Je ne sais si je me trompe, mais je crois que les plus grands artistes ont eu à lutter grandement contre cette difficulté, la plus sérieuse de toutes. Ici ressort plus que jamais l’inconvénient de donner aux détails, par la grâce ou la coquetterie de l’exécution, un intérêt tel qu’on regrette ensuite mortellement de les sacrifier quand ils nuisent à l’ensemble. C’est ici que les donneurs de touches aisées et spirituelles, les faiseurs de torse et de tête d’expression, trouvent leur confusion dans leur triomphe. Le tableau composé successivement de pièces de rapport, achevées avec soin et placées à côté les unes des autres, paraît un chef-d’œuvre et le comble de l’habileté, tant qu’il n’est pas achevé, c’est-à-dire tant que le champ n’est pas couvert : car finir, pour ces peintres qui finissent chaque détail en le posant sur la toile, c’est avoir couvert cette toile. En présence de ce travail qui marche sans encombre, de ces parties qui paraissent d’autant plus intéressantes que vous n’avez qu’elles à admirer, on est involontairement saisi d’un étonnement peu réfléchi ; mais quand la dernière touche est donnée, quand l’architecte de tout cet entassement de parties séparées a posé le faîte de son édifice bigarré et dit son dernier mot, on ne voit que lacunes ou encombrement, et d’ordonnance nulle part. L’intérêt qu’on a porté à chaque objet s’évanouit dans la confusion ; ce qui semblait une exécution seulement précise et convenable devient la sécheresse même par l’absence générale de sacrifices. Demanderez-vous alors à cette réunion quasi fortuite de parties sans connexion nécessaire cette impression pénétrante et rapide, ce croquis primitif de cette idéale impression que l’artiste est censé avoir entrevu ou fixé dans le premier moment de l’inspiration ? Chez les grands artistes, ce croquis n’est pas un songe, un nuage confus ; il est autre chose qu’une réunion de linéaments à peine saisissables ; les grands artistes seuls partent d’un point fixe, et c’est à cette expression pure qu’il leur est si difficile de revenir dans l’exécution longue ou rapide de l’ouvrage. L’artiste médiocre occupé seulement du métier, y parviendra-t-il à l’aide de ces tours de force de détails qui égarent l’idée, loin de la mettre dans son jour ? Il est incroyable à quel point sont confus les premiers éléments de la composition chez le plus grand nombre des artistes… Comment s’inquiéteraient-ils beaucoup de revenir par l’exécution à cette idée qu’ils n’ont point eue[4] ?

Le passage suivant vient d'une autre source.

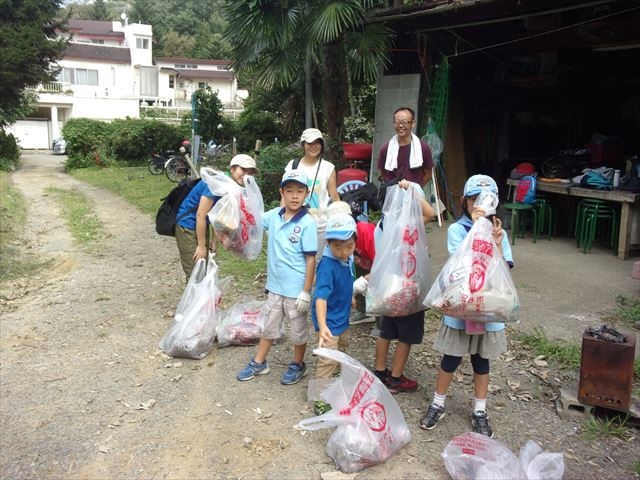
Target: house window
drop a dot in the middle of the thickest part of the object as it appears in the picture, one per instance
(84, 76)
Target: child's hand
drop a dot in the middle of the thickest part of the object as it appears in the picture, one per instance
(497, 231)
(324, 334)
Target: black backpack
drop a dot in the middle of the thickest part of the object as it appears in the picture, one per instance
(166, 218)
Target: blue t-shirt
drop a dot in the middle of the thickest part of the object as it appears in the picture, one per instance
(289, 244)
(334, 283)
(189, 205)
(456, 233)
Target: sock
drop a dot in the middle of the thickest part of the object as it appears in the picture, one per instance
(481, 405)
(438, 399)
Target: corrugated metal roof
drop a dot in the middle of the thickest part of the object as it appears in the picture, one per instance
(97, 53)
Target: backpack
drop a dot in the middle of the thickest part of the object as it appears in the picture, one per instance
(526, 190)
(166, 218)
(596, 180)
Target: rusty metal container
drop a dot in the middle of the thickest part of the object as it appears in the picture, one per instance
(606, 372)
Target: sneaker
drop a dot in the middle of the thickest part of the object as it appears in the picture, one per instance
(402, 384)
(480, 423)
(359, 317)
(252, 369)
(294, 373)
(382, 376)
(431, 418)
(320, 407)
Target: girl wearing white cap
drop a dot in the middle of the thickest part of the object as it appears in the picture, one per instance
(322, 180)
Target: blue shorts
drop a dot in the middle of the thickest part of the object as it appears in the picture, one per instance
(408, 329)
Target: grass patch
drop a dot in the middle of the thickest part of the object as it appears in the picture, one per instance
(77, 211)
(143, 190)
(598, 428)
(567, 354)
(14, 263)
(135, 184)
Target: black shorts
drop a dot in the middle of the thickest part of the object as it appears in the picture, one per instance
(407, 329)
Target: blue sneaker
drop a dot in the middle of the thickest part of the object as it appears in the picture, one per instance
(252, 369)
(294, 373)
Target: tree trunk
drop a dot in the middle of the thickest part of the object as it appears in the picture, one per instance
(335, 95)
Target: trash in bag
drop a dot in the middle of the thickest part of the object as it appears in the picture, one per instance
(370, 425)
(400, 279)
(242, 324)
(475, 283)
(237, 216)
(472, 456)
(193, 330)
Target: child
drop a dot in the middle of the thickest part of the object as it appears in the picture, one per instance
(192, 235)
(452, 339)
(333, 293)
(407, 329)
(291, 249)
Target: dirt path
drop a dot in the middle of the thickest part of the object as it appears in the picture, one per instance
(85, 393)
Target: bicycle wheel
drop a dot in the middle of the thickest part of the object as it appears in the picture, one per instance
(156, 167)
(176, 169)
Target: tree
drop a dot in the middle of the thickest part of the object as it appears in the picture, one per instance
(30, 45)
(99, 11)
(277, 38)
(208, 112)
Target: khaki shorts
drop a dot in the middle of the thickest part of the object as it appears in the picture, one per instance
(458, 343)
(278, 309)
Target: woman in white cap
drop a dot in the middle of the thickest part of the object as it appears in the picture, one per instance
(192, 232)
(322, 180)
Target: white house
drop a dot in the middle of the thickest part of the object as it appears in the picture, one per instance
(108, 72)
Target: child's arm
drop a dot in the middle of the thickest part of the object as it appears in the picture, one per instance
(304, 297)
(321, 316)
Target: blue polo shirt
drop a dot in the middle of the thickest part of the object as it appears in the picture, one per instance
(189, 205)
(456, 233)
(334, 283)
(288, 244)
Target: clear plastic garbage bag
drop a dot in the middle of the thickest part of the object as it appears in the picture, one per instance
(193, 330)
(475, 284)
(237, 216)
(242, 324)
(401, 273)
(472, 456)
(370, 425)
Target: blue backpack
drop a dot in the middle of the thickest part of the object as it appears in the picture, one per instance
(526, 190)
(594, 179)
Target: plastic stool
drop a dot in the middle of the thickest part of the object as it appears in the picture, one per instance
(518, 221)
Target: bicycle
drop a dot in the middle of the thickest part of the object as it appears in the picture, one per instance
(158, 161)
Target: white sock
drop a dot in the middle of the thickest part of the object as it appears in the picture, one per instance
(438, 399)
(481, 405)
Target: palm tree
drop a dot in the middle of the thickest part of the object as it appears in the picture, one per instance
(278, 39)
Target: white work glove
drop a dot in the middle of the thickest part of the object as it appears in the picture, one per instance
(303, 301)
(360, 286)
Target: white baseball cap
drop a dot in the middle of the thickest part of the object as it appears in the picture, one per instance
(243, 160)
(297, 176)
(310, 135)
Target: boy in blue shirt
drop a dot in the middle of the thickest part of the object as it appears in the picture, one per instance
(291, 249)
(192, 232)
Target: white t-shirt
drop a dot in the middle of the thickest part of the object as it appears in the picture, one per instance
(319, 200)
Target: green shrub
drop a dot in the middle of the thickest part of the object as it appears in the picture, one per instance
(9, 151)
(130, 138)
(85, 138)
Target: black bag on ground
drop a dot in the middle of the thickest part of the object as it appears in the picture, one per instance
(166, 218)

  1. Variante du no 1046 du Catalogue Robaut.
  2. Voir Catalogue Robaut, no 1290.
  3. Ces questions d’exécution de l’œuvre le préoccupent toujours davantage à mesure qu’il avance dans la vie. Les dernières années du Journal sont pleines de réflexions du même ordre.
  4. Sur l’insuffisance des spécialistes, ou plutôt sur l’opinion du maître touchant ce point, voir notre Étude, page xxvii.